This week has been a bit busy on one hand – because my Mum needed help with insurance stuff – and I am the only one here who has worked in that area once. So I had to help, and to be honest, it was costing me a lot of time because my Mum thought somebody else had handled things, but it turns out, they didn’t. She still likes them more than me, so it was a bit difficult to handle.
On the other hand, I was trying to be quiet and listening, which lead me to a place where I am looking into the things and people I really want in my life.
I tried to push some work stuff, some tax stuff – but did not succeed, because I felt so very tired. So I did nothing, really notthing, just sitting and listening inside. Breathing, sitting, just being. That and a lot of sleep got me back on track – even if I noticed there are no tracks. We are on a spiralling path – growing with each round, never being at the same point twice.
I also noticed how much we are in the doing-state – I got many notifications from a women entrepreneur group on Facebook – always urging me to do, to show up and take steps.No time for rest, always busy, and pushy as hell.

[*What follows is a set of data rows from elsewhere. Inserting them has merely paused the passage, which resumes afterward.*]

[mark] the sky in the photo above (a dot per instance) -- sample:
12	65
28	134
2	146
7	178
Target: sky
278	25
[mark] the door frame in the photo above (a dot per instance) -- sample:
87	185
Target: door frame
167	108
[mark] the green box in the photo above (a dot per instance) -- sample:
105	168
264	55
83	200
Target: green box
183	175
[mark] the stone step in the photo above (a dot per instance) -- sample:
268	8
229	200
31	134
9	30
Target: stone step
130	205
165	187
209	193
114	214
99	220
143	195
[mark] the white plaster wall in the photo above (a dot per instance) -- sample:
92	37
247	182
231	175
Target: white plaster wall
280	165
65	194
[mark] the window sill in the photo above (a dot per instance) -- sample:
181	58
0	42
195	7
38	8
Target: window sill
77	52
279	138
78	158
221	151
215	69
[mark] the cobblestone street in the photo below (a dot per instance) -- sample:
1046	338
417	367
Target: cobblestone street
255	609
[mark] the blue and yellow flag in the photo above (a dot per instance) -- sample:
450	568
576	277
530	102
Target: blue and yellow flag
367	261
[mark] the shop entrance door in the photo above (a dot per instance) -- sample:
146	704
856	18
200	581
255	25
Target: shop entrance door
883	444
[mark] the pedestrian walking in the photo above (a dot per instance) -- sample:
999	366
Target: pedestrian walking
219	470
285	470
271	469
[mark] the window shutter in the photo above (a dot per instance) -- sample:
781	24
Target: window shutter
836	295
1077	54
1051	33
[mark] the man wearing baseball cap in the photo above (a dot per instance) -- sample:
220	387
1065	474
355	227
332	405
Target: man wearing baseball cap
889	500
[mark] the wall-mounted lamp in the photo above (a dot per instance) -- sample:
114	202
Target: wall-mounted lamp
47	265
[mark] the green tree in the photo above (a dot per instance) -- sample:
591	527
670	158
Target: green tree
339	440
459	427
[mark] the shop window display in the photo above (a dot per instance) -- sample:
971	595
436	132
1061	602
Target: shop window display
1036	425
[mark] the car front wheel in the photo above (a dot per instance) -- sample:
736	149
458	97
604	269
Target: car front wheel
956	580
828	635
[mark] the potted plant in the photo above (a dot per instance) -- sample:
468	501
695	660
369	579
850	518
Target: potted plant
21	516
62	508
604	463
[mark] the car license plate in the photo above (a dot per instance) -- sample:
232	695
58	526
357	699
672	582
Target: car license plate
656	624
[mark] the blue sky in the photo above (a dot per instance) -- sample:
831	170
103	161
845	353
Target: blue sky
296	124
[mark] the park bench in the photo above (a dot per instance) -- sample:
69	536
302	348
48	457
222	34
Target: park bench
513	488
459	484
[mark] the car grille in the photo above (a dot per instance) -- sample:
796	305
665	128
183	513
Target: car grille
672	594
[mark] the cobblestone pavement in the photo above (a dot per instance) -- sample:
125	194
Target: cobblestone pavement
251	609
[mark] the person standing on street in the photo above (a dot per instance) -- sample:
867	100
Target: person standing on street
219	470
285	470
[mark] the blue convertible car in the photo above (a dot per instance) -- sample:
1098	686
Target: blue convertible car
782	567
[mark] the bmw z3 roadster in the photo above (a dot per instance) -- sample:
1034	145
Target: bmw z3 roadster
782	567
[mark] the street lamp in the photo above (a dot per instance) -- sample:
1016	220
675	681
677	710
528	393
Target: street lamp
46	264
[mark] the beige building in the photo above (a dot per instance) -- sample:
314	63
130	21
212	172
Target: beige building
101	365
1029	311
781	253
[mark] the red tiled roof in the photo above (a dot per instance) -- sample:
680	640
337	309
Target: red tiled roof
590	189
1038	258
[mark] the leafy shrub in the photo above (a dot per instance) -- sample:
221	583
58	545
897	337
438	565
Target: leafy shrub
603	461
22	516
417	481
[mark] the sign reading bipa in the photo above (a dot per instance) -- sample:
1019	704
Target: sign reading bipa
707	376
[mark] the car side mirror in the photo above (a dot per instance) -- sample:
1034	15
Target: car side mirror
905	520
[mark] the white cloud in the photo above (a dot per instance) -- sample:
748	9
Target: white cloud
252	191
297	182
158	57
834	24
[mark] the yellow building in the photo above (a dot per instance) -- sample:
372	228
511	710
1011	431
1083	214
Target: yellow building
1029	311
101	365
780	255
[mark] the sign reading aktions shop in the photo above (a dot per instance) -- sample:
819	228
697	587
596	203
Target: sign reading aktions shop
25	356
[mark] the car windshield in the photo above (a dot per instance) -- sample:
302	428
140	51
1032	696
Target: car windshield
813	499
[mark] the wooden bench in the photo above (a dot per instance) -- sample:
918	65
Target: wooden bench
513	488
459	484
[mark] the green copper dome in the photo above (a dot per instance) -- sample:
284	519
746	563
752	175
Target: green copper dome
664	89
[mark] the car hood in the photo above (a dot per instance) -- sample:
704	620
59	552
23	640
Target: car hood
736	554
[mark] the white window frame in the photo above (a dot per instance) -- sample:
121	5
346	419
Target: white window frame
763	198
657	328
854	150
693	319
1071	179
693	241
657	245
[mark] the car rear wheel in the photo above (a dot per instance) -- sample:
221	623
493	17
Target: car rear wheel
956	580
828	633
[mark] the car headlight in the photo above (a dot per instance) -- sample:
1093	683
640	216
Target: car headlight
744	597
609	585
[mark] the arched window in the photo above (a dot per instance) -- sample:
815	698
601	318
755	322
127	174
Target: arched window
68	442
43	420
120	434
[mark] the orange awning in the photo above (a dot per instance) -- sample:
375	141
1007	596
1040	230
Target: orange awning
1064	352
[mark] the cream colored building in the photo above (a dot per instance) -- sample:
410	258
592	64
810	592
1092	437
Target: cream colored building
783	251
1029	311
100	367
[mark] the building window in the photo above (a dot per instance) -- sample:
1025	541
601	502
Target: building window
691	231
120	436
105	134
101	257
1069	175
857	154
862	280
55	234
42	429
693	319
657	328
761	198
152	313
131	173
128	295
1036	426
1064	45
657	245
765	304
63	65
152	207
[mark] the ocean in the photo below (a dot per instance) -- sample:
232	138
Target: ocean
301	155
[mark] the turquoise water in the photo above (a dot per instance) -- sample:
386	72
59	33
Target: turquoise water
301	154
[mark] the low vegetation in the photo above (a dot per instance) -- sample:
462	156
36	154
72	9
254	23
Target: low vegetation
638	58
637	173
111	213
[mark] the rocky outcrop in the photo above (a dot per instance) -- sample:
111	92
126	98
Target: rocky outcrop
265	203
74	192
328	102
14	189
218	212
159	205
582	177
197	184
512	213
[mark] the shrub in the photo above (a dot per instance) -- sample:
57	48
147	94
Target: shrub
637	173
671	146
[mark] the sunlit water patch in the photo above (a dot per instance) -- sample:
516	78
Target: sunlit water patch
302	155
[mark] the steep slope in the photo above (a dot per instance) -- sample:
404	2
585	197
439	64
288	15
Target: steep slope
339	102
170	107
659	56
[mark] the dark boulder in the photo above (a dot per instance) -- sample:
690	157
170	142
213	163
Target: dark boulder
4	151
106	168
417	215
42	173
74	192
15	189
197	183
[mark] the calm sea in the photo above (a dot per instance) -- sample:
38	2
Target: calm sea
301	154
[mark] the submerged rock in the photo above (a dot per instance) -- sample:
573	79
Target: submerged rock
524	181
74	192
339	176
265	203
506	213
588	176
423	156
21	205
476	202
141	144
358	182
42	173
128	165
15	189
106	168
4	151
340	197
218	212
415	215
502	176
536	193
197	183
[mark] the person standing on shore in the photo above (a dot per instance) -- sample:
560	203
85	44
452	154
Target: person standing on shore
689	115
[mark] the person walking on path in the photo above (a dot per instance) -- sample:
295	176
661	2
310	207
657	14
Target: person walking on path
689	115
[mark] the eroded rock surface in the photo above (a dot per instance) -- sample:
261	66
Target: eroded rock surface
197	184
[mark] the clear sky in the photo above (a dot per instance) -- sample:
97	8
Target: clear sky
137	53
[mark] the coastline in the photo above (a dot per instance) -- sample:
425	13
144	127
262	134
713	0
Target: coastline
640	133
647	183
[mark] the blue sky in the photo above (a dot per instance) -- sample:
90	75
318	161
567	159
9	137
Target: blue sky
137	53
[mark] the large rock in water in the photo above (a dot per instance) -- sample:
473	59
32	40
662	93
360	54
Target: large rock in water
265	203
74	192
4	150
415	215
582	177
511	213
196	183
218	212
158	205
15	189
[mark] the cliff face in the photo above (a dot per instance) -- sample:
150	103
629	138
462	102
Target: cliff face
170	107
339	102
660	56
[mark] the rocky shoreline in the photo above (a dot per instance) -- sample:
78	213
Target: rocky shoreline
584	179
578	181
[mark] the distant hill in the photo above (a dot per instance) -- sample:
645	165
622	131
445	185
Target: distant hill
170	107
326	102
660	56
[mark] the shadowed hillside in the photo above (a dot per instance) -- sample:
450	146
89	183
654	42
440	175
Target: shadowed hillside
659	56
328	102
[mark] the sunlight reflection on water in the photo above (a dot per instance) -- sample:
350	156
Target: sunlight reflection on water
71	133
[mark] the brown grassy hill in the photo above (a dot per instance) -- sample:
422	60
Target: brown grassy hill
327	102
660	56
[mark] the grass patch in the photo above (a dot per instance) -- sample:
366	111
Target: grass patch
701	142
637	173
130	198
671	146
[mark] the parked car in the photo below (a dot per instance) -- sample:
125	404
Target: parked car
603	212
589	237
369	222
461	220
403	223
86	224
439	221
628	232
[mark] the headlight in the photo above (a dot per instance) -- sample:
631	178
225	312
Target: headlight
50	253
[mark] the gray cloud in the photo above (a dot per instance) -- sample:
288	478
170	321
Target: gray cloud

My whole body went: “NO WAY” – I felt strongly that now is my time to listen, to reflect, to feel into the energy of the last year and to clear, let go and make space for the new. These weeks are all about being me – the doing will come, just not now.
I have also not started my planning for 2019 yet. I know how to structure and plan, I have been doing it my whole life – and for once I am open to plan less and leave more space. I am open to surrender to my destiny and my Tao. Jumping into the river and flow with it.
This means, I’ll take action, of course, but I also give myself time and space, time to look back and pause, time to celebrate 2018 (very important!) before I start 2019.